Donahue volunteered with his three brothers to join the military after the attacks. A decision he didn't think twice about.
" I remember the announcement on a Sunday morning that they bombed Pearl Harbor and my father began to cry. The first time I've ever seen my dad cry."
Many of those that served in World War II didn't receive a proper homecoming or even a thank you. That's why Big Sky Honor Flight, a nonprofit organization, sends Montana's vets to Washington D.C. at no cost.
"It's funded completely by private funds," says Big Sky Honor Flight volunteer Tiffany Samel.
The program was jump started by Earl Morse, a physician assistant and veteran. He flew his patients who served our country to see the World War II memorial. The Montana chapter began in October of 2011 and since then has flown 270 Montana vets.
"They are just so thankful. They are jubilant. The energy level these 90 plus aged veterans have on this flight is absolutely spectacular to see," says Samel.
Each trip costs more than $100,000. The organization feels a sense of urgency to raise funds when nationally, 1,000 vets die daily. For many, this trip serves as closure.

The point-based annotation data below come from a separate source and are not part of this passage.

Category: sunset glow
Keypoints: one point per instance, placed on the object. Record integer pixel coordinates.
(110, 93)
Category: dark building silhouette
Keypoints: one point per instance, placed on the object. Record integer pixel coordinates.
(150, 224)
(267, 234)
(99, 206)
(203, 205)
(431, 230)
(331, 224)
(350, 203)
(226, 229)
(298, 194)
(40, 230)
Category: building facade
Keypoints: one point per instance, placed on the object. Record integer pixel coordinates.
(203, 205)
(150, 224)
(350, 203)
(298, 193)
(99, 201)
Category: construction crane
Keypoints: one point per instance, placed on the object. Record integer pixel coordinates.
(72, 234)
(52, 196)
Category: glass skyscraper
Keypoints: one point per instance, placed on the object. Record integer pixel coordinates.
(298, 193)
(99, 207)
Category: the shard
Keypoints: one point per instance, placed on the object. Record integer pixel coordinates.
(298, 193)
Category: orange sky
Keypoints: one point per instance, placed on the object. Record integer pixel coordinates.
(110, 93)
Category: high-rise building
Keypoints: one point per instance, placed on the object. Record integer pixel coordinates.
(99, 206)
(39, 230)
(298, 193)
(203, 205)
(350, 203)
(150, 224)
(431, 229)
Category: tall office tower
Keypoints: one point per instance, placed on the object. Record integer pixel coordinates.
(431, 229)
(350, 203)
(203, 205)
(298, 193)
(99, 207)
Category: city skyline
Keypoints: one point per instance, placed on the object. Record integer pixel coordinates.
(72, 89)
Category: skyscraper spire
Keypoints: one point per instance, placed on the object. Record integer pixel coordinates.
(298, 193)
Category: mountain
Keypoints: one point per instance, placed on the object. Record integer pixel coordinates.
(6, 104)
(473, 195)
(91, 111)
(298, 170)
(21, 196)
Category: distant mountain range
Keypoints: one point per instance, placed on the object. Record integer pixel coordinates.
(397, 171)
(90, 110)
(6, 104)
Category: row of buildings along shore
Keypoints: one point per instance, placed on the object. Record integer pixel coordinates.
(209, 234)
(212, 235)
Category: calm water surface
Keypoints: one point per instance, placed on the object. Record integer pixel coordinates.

"We see veterans who never spoke about the war open up tearful. I've been told multiple times they finally feel safe to talk about their experience and to talk about it. To share those stories with us. With their families they bring along with. There's a huge sense of closure," says Samel.
"If you have an opportunity to go, you should go. It's part of what you've earn with your blood and sweat and aches and pains and whatever else you got," says Donahue.
The next honor flight takes off May 19th from Billings.